Mostly, we seem to have lost our imaginations. If we cannot think it through exactly as we would have it, then it must not be true. This is the height of human arrogance. So today, I’m asking you to use your God-given imaginations again. To see this beautiful and ugly, this chaotic and majestic, this cruel and lovely world as it is, God’s own creation. And to not so readily divide natural from supernatural, for who are we to make that call? I look in the mirror, and I see a man who has said some really dumb stuff; I see a man who misses emails and doesn’t always return phone calls; I see a man who forgets my friends’ birthdays; I see a man who has trouble parallel parking; I see a man who is sick and broken. Far be from it from me to say that God couldn’t create the world, or heal the sick, or raise someone from the dead, or transfigure into heavenly glory. For I am but dust, and to dust I shall return.

So do I believe these stories, like Jesus and his transfiguration on that mountain? Yes, I do. And the same goes for the healing and the miraculous abundance of food and the resurrection from the dead. Does it make sense? Not all the time; but then again, more often than not, I don’t make sense to me. It’s not even a choice, really, to believe if God exists or not. No, God just is. God exists whether we believe that or not. That’s not up to us. The only thing that is up to us is how to live with that knowledge.

Now, don’t hear what I’m not saying. I’m not saying that you have to blindly believe everything in the Bible, or that everything in the Bible makes sense. I’m not saying that if you have questions or doubts then you’re wrong. What I am saying that is that questions, and doubt, and faith, and belief are all part of the human package; it’s all part of the human life with God.

And so my mind turns to what this means for today. If this is all true – that God created and loved and sustains the world we live in – how is that terrible things can happen like they did in Turkey and Syria? The tragedy and horror and evil is beyond words. It is not anything that I can comprehend. And that’s where I want it to stay. If I could comprehend it, if I could explain it, then that would make it too comfortable, too familiar. And I would be putting myself in the place of God. So what do I do instead? I pray. I send money. I do what little I can in my life now so that when another disaster strikes, I can respond with the love and grace that God has given me. And I pray that, when disaster strikes me, someone else would return the grace. 

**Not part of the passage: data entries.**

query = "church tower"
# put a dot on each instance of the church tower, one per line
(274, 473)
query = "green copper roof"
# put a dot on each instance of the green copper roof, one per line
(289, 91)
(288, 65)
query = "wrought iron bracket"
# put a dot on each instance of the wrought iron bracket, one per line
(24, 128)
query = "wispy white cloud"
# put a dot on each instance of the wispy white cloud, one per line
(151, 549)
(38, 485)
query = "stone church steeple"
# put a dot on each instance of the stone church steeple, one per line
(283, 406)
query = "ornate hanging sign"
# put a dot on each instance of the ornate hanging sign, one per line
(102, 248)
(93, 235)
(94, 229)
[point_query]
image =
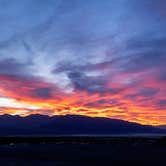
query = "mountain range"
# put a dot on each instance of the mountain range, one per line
(70, 125)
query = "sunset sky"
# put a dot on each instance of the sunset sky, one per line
(104, 58)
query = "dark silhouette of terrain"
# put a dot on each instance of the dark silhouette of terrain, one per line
(82, 151)
(70, 125)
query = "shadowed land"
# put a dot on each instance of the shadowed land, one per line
(82, 151)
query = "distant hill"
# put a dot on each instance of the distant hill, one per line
(162, 127)
(69, 125)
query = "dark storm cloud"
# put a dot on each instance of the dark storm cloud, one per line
(90, 84)
(145, 53)
(44, 93)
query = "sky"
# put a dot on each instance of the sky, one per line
(87, 57)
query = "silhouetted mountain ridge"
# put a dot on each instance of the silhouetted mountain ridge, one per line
(37, 124)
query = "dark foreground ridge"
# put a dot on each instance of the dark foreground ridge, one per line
(70, 125)
(82, 151)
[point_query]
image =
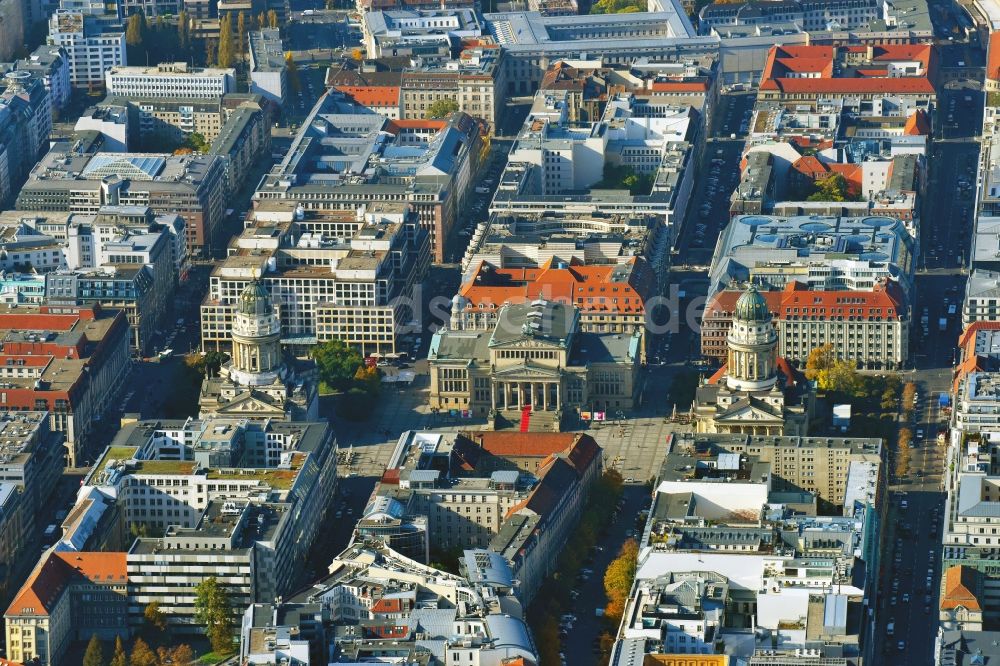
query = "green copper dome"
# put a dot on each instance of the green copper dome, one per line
(751, 306)
(255, 300)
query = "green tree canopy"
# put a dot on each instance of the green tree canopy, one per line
(141, 654)
(214, 609)
(337, 363)
(119, 658)
(441, 108)
(831, 373)
(94, 656)
(227, 48)
(292, 70)
(618, 579)
(196, 141)
(241, 34)
(154, 616)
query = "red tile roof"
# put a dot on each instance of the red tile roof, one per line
(993, 57)
(957, 583)
(884, 301)
(524, 444)
(396, 126)
(41, 592)
(786, 66)
(373, 96)
(582, 285)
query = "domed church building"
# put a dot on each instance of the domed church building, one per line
(755, 392)
(260, 381)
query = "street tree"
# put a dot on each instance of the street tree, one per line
(241, 34)
(214, 609)
(292, 70)
(618, 580)
(227, 49)
(441, 108)
(154, 616)
(119, 658)
(337, 363)
(141, 654)
(94, 656)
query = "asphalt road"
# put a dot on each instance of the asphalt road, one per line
(913, 538)
(579, 644)
(912, 558)
(716, 178)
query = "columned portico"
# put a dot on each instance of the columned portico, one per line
(514, 394)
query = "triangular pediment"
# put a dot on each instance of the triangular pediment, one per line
(250, 403)
(526, 371)
(526, 342)
(746, 410)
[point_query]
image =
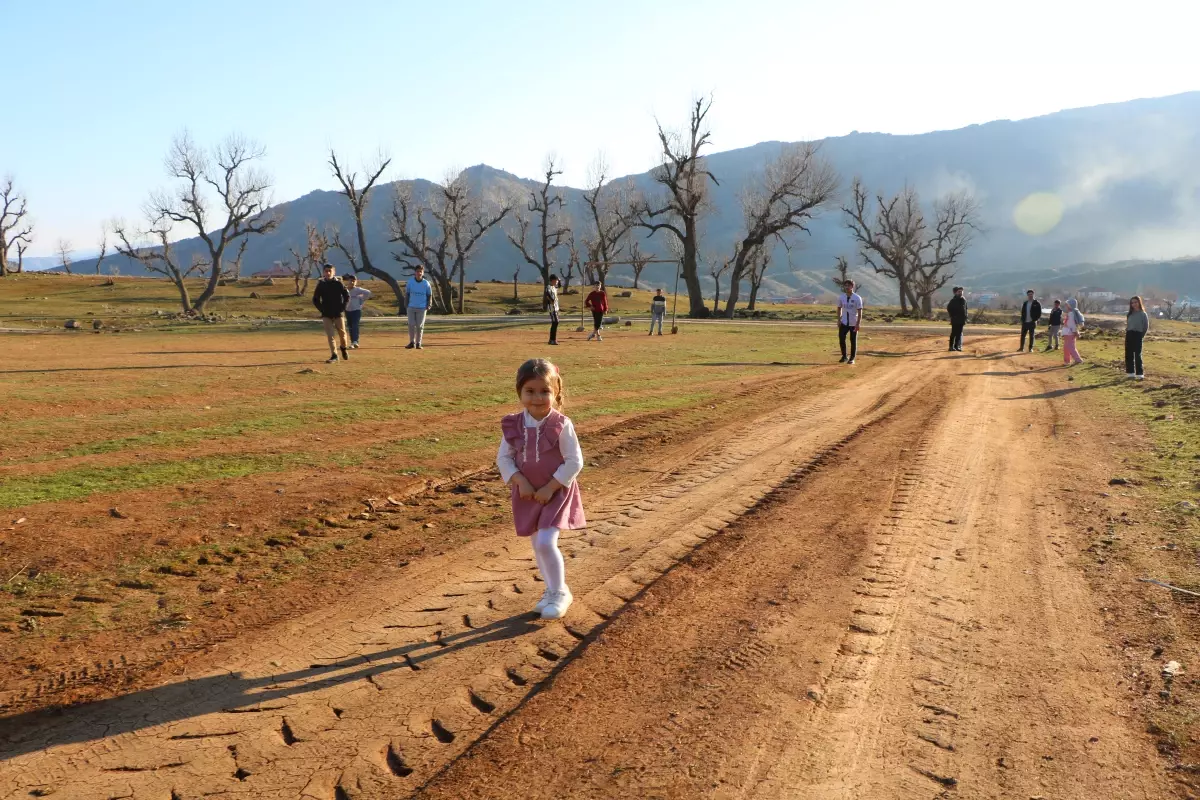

Finally, I realize that this sermon lands somewhere between scriptural commentary, philosophical rambling, and existential angst. Be that as it may. Most of all, I hope that you have been up to the mountain with me, and that you have seen how it is that God loves you. No, it doesn’t sound rational; yes, it runs counter to everything we modern, enlightened people should think. But, as for me, I believe it to be true. For I have known the Son, the beloved, and I will listen to him.